ザックスが電話を切ると、俺たちは闘技場を出ることにした。

ところが、爆発まであまり猶予は残されていないというのに、ザックスは一向に闘技場を出ようとしない。
闘技場の隅で、どこにいるか分からないラザード統括に声をかけている始末。

出入り口まで走っていた俺は、ザックスを急かす。


「ザックス、早く!」

「悪りぃ!急げ、俺!」

「! ザックス!避けろ!!」

「えっ!?」


退路を確保していた俺の方からは、ザックスに目掛けて落ちてくるモンスターが天井にいたのが目に入っていたのだ。
ザックスが持ち前の反射神経でモンスターの襲撃をかわせたことに、俺はほっとした。

モンスターはついさっきまで、俺とザックスが相手していた奴と同じ種類みたいだ。
だが、さっきの奴らよりも図体はデカく、パワーも倍らしい。

モンスターが手に握っている鉄球を真横に放り投げると、闘技場が半壊していた。


譜歌の詠唱に入ろうとしたが、ザックスには余計なお世話だったらしく、モンスターは彼に瞬殺された。かに思われた。

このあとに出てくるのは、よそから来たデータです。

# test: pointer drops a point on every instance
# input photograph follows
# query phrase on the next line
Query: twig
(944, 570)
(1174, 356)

不用意に近づいたザックスが、辛うじて最後の足掻きを仕掛けたモンスターに、殴り飛ばされる。
一瞬のことで見切れなかったが、立ち上がる埃や木屑の煙で、ザックスは闘技場の柱に打ち付けられたことが推察できた。


「ザックス!」


ザックスに狙いを定め、にじり寄るモンスターの背後を取ろうとレイピアを投げた。
しかし、モンスターの皮膚が硬いのか、レイピアはガチャリと不吉な音を立てて折れてしまう。
これだから支給品は……!


モンスターが、鉄球をザックスに振り下ろそうとしたその時、俺の横を黒い何かがもの凄い速さで通り過ぎた。


ブスリ、と綺麗な袈裟斬りを後ろから受け、モンスターは正真正銘の最期を迎えた。
モンスターを仕留めたのは、アンジールさんだった。


「またひとつ貸し、だ」


反則のかっこよさだ。
アンジールさんが手元を見ると、いつもの支給品のレイピアではなく、愛剣のバスターソードが握られていた。

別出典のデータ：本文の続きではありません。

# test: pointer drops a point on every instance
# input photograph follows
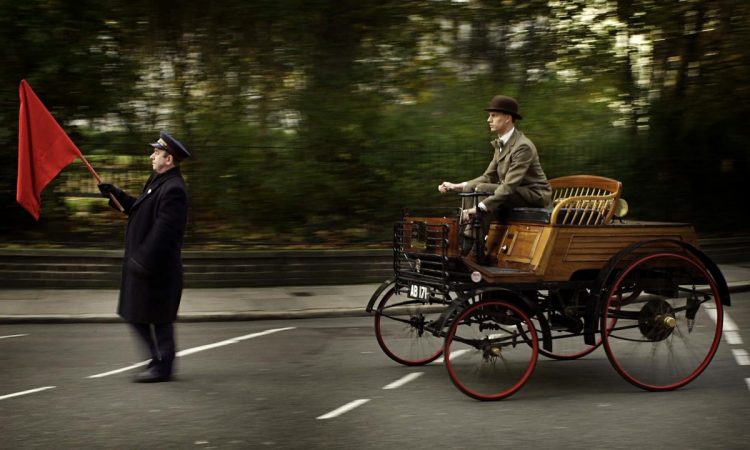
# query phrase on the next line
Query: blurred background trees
(315, 122)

それにザックスも気づいたらしく、目を泳がせながら問いかける。


「それより、その剣、欠けちゃったりしたんじゃないの?」

「剣よりもおまえの方が大切だ−−ほんの少しな」


痺れるようなアンジールさんの言葉に、俺はそれ以上、二人の間に入り込むことなど出来なかった。
あれは、ザックスとアンジールさんの二人が培ってきた時間や関係があるからこそ、相手に言える言葉なんだ。



少しばかり悔しい気持ちが、俺をその場にいるのを気まずくさせた。